CareFirst Blue Cross Blue Shield is alerting 6,800 of its plan members that some of their protected health information has potentially been accessed by unauthorized individuals as a result of a successful phishing attack on one of its employees.
Phishing attacks are conducted to gain access to sensitive information such as email credentials. Those credentials are then used to access to sensitive data or conduct further attacks on an organization.
The CareFirst phishing attack was discovered on March 12, 2018. A single employee was fooled into disclosing email account credentials and the attackers used those credentials to access the email account and send spam emails to an email contact list. The recipients of those messages were not affiliated to CareFirst.
CareFirst’s security team conducted a full analysis of the email and a forensic analysis of its systems and a third-party cybersecurity company also assisted with the investigation into the attack. The analysis of the initial phishing message revealed no malware had been installed, and no malicious software was sent to any of the contacts in the email account.
The internal and third-party investigations did not uncover evidence to suggest any emails in the account were accessed, although the possibility could not be ruled out with total certainty. Many of the emails in the account contained the protected health information of members including names, dates of birth, and member ID numbers.
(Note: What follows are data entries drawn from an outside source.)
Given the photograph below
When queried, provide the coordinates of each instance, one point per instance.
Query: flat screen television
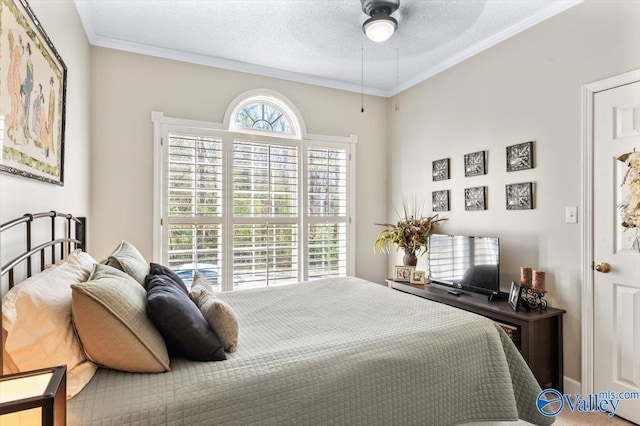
(465, 264)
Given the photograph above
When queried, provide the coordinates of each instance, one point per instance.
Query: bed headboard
(56, 246)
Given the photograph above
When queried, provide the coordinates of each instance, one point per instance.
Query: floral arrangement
(630, 208)
(410, 232)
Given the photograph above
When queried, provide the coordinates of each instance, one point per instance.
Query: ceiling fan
(380, 26)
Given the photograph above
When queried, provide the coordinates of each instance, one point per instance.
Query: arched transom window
(263, 116)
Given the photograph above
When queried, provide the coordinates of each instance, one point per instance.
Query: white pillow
(109, 313)
(36, 317)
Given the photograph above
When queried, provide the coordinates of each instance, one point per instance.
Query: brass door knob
(603, 267)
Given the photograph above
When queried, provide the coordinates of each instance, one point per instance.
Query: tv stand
(497, 296)
(538, 335)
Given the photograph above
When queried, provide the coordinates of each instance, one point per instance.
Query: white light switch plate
(571, 215)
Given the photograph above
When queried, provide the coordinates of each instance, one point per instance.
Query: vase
(410, 258)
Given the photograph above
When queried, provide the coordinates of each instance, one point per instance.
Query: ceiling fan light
(380, 27)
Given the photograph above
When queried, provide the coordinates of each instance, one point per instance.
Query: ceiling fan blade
(371, 7)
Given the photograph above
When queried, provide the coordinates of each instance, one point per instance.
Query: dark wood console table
(539, 333)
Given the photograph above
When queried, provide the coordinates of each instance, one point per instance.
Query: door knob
(603, 267)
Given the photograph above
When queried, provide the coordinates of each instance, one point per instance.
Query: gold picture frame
(403, 273)
(33, 83)
(417, 277)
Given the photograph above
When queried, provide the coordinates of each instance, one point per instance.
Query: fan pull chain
(397, 81)
(362, 73)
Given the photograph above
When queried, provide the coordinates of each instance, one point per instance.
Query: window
(253, 203)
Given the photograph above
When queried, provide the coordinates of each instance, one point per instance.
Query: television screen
(468, 263)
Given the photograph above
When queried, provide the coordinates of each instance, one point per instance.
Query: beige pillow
(109, 313)
(128, 259)
(219, 315)
(37, 327)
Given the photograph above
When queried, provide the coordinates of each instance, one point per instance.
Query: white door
(616, 298)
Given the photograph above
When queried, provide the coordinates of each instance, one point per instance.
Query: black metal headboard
(74, 238)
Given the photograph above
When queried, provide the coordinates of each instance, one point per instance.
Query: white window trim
(163, 125)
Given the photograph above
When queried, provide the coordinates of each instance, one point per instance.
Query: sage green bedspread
(340, 351)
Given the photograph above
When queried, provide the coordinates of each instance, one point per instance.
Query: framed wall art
(440, 169)
(514, 295)
(520, 196)
(418, 277)
(520, 157)
(475, 164)
(475, 198)
(440, 201)
(32, 97)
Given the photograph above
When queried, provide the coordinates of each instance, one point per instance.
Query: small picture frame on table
(514, 295)
(403, 273)
(417, 277)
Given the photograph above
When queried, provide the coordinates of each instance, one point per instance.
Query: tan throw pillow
(219, 315)
(109, 313)
(128, 259)
(37, 330)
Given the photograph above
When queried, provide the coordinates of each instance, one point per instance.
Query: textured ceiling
(312, 41)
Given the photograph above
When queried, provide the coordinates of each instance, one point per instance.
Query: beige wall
(526, 88)
(18, 195)
(128, 87)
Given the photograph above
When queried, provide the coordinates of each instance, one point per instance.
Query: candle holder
(534, 298)
(525, 276)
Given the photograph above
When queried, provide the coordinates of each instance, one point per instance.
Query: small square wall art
(440, 201)
(475, 164)
(475, 198)
(440, 169)
(520, 196)
(520, 157)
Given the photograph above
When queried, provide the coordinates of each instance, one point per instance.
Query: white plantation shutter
(265, 190)
(327, 182)
(194, 205)
(265, 254)
(251, 204)
(265, 180)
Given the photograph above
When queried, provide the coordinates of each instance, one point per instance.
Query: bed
(340, 351)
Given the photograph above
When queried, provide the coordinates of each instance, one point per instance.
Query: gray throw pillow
(128, 259)
(180, 321)
(219, 315)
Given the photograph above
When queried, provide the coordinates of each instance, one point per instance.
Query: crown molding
(84, 11)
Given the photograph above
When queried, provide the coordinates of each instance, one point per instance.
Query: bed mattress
(340, 351)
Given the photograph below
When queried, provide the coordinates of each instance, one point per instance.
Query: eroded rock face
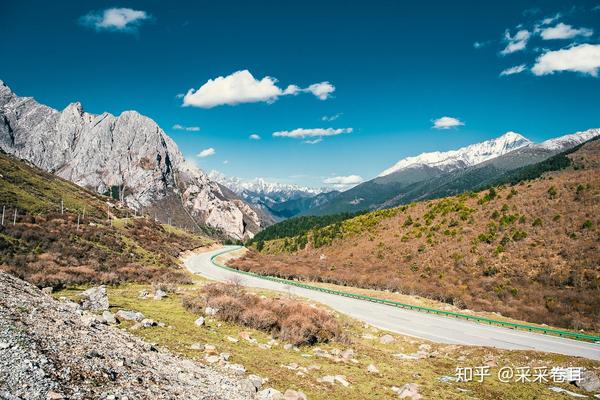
(51, 347)
(128, 154)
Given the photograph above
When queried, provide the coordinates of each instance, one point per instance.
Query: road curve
(407, 322)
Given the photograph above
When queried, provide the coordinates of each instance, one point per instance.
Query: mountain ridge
(128, 154)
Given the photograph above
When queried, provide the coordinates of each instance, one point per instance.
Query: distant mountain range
(127, 156)
(439, 174)
(278, 200)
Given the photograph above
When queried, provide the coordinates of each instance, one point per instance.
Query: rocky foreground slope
(54, 350)
(128, 155)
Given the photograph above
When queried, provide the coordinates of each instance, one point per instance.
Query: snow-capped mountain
(463, 157)
(567, 141)
(480, 152)
(129, 154)
(259, 190)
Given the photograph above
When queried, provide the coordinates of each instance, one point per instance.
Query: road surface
(407, 322)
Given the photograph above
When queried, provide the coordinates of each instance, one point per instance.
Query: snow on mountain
(465, 156)
(259, 190)
(567, 141)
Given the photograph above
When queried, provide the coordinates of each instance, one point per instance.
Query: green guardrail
(482, 320)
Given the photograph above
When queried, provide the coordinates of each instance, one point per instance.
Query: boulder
(589, 381)
(94, 299)
(130, 315)
(387, 339)
(294, 395)
(109, 317)
(269, 394)
(159, 294)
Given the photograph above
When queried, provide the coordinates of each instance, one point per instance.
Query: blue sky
(385, 70)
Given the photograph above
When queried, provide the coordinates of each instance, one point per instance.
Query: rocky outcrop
(128, 155)
(54, 350)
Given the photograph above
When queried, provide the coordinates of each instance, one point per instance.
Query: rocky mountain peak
(127, 155)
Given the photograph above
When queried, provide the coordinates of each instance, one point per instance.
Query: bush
(286, 319)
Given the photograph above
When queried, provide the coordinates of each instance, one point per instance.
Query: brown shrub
(287, 319)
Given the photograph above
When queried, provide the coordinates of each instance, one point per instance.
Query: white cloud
(515, 42)
(179, 127)
(314, 141)
(564, 31)
(329, 118)
(446, 123)
(517, 69)
(207, 152)
(302, 133)
(584, 58)
(322, 90)
(343, 182)
(115, 19)
(242, 87)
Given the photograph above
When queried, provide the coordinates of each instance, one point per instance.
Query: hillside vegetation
(529, 251)
(61, 234)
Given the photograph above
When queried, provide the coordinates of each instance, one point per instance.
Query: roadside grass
(180, 333)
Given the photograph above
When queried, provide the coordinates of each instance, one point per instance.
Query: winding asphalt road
(406, 322)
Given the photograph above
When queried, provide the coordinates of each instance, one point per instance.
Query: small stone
(147, 323)
(294, 395)
(212, 359)
(387, 339)
(210, 311)
(256, 380)
(129, 315)
(371, 368)
(94, 299)
(410, 391)
(109, 317)
(269, 394)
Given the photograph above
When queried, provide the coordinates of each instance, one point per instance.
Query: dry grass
(286, 319)
(530, 252)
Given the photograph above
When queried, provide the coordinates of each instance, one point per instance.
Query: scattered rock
(129, 315)
(210, 311)
(294, 395)
(589, 381)
(94, 299)
(387, 339)
(269, 394)
(109, 317)
(147, 323)
(410, 391)
(371, 368)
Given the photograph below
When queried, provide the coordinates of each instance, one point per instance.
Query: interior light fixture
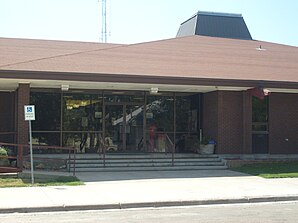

No medical information or financial data were present in any of the emails in the account. CareFirst reports that out of the 6,800 members impacted, only 8 Social Security numbers were exposed.
Even though the risk of data being used for malicious purposes is low, out of an abundance of caution, all individuals impacted by the breach have been offered two years of complimentary credit monitoring and identity theft protection services.
The incident shows that even with security awareness training employees can still be fooled by phishing emails. CareFirst says it provides annual training sessions on information security for all employees. In addition, an ongoing security awareness program helps to maintain awareness of phishing and other security threats.